Insurance agents and financial advisors have been investing their clients’ retirement money in annuities for decades. This practice has its detractors, with critics generally focusing on the high commissions paid to annuity sellers and the high fees charged to annuity holders year after year. Here’s an overview of the pros and cons of annuities, compared to other ways to invest for retirement.
Key points to remember
- Annuities can provide a reliable stream of income in retirement, but if you die too soon, you may not get your money’s worth.
- Annuities often have high fees compared to mutual funds and other investments.
- You can customize an annuity to suit your needs, but you’ll usually have to pay more or accept a lower monthly income.
How Annuities Work
An annuity is a contract between an individual and an insurance company. The investor pays a sum of money, either fully upfront or in installments, and the insurer agrees to pay them a steady stream of income in return.
With a immediate annuity, this income starts almost immediately. With a deferred annuity, it begins at some point in the future, usually during retirement. The dollar amount of income payments is determined by factors such as account balance and age of the investor.
Annuities can be structured to pay income for a set number of years, such as 10 or 20, or for the life of the annuity owner. When the owner dies, any money left in the account usually belongs to the insurance company. However, if they live happily to, say, 135, the insurance company still has to maintain those regular payments.
Annuities can also be fixed or variables. In a fixed annuity, the insurance company pays a specified rate of return on the investor’s money. In a variable annuitythe insurer invests the money in a portfolio of mutual funds, or “sub-accounts”, chosen by the investor, and the return will fluctuate according to their performance.
The benefits of annuities
Despite the criticisms, annuities offer certain advantages to investors contemplating retirement.
The insurance company is responsible for paying the income it has promised, regardless of the lifetime of the annuity holder. However, this promise is only as good as the insurance company that backs it. This is one of the reasons why investors should only do business with insurers whose financial strength is well rated by large companies. independent rating agencies.
Annuity contracts can often be tailored to suit the buyer’s needs. For example, a death benefit This provision can ensure that the annuity holder’s heirs will receive at least something upon the holder’s death.
A guaranteed minimum income benefit endorsement promises a certain payout regardless of mutual fund performance in a variable annuity. A joint and survivor annuity can provide ongoing income to a surviving spouse. All of these features come at an additional price though.
Assistance with financial management
Variable annuities can offer a number of professional money management features, such as periodic portfolio rebalancingfor investors who prefer to leave that job to someone else.

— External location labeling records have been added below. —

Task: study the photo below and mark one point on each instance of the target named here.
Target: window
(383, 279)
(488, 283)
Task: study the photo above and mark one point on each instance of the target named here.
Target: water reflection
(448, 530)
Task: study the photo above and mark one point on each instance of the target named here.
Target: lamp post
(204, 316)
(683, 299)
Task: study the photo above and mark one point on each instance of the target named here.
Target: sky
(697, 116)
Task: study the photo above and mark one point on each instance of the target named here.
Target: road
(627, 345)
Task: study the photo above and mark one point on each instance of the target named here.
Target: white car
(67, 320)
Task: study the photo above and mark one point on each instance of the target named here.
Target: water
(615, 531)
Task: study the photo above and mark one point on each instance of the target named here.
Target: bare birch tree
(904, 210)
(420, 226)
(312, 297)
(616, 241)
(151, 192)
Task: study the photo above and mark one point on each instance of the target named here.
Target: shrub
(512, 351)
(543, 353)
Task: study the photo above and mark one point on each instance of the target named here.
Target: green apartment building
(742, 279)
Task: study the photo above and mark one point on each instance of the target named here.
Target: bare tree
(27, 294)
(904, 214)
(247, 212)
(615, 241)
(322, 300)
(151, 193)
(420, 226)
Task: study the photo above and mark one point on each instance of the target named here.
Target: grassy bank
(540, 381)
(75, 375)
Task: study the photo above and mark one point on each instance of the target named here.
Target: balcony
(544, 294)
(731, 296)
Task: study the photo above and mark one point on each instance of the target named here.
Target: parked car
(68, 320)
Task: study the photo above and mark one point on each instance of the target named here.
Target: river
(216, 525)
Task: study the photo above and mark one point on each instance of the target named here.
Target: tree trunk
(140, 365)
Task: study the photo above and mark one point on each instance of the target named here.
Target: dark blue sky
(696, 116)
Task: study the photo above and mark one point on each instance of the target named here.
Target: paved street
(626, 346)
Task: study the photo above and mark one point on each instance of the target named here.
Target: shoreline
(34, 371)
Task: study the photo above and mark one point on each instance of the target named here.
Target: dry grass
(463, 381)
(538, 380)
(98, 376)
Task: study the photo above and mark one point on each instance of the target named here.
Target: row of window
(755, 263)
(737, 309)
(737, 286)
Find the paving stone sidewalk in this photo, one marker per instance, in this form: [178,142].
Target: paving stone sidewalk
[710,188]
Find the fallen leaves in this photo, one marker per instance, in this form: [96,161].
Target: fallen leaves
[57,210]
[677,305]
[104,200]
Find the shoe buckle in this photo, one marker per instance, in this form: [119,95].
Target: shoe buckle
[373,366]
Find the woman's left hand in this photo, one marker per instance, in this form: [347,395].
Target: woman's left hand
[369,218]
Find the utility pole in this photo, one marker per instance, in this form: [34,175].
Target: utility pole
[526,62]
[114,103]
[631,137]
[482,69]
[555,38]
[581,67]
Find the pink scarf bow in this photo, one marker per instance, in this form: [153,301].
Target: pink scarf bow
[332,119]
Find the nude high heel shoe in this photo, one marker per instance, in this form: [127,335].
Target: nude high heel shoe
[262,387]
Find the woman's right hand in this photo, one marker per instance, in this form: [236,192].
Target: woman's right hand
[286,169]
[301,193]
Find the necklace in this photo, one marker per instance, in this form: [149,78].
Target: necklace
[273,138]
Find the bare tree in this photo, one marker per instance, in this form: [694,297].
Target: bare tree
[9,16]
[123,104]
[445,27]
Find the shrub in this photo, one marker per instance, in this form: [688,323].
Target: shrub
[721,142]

The disadvantages of annuities
When it comes to commissions paid for selling annuities versus mutual funds, the former is almost always higher than the latter. Suppose an investor deposits a balance of $500,000 in a 401(k) into an Individual Retirement Account (IRA). If the money is invested in mutual funds, the financial adviser could receive a commission of around 2%. If invested in an annuity that holds the same or similar mutual funds, the advisor could make a commission of 6% to 8% or even more.Therefore, a $500,000 rollover in mutual funds would earn the advisor a commission of at most $10,000, while the same rollover in an annuity could easily pay the advisor $25,000 to $35,000 in commission. Unsurprisingly, many advisors will refer their clients to the annuity.
Most annuities do not estimate sales charges in advance. It can make them look like empty investments, but that doesn’t mean they don’t have a lot of fees and expenses.
Annuity contracts impose annual maintenance and operating fees that often cost significantly more than the expenses of comparable mutual funds. This has changed somewhat in recent years, and some insurers now offer annuities with relatively low annual rates. expense ratios. Still, as always, investors should carefully review the fine print before signing.
If an annuitant needs to withdraw money from the annuity before a certain period of time has elapsed (usually six to eight years, but sometimes longer), they may be subject to severe redemption fee billed by the insurer.
If the annuitant is under age 59.5, they may also have to pay a 10% early withdrawal penalty on any amount they withdraw.
No additional tax benefits in IRAs
Annuities are already tax sheltered. Investment income grows tax-free until the owner begins to receive income. If the annuity is a qualified annuitythe owner is also entitled to a tax deduction for the sums he pays into it each year.
A traditional IRA or 401(k) has the same tax advantages, however, and generally at a much lower cost if invested in conventional mutual funds. So putting an annuity in an IRA, as investors may be urged to do by some eager salespeople, is redundant and unnecessarily costly.
If you’re considering buying an annuity, make sure you’re dealing with a financially sound insurance company that will likely be there and able to deliver on its promises when you start earning income.
A compromise solution
A practical option for investors is to stick with mutual funds until retirement, then roll some of their money into an annuity, especially one with a downside protection rider. This keeps costs to a minimum during the investor’s working years, but guarantees a stable income in retirement.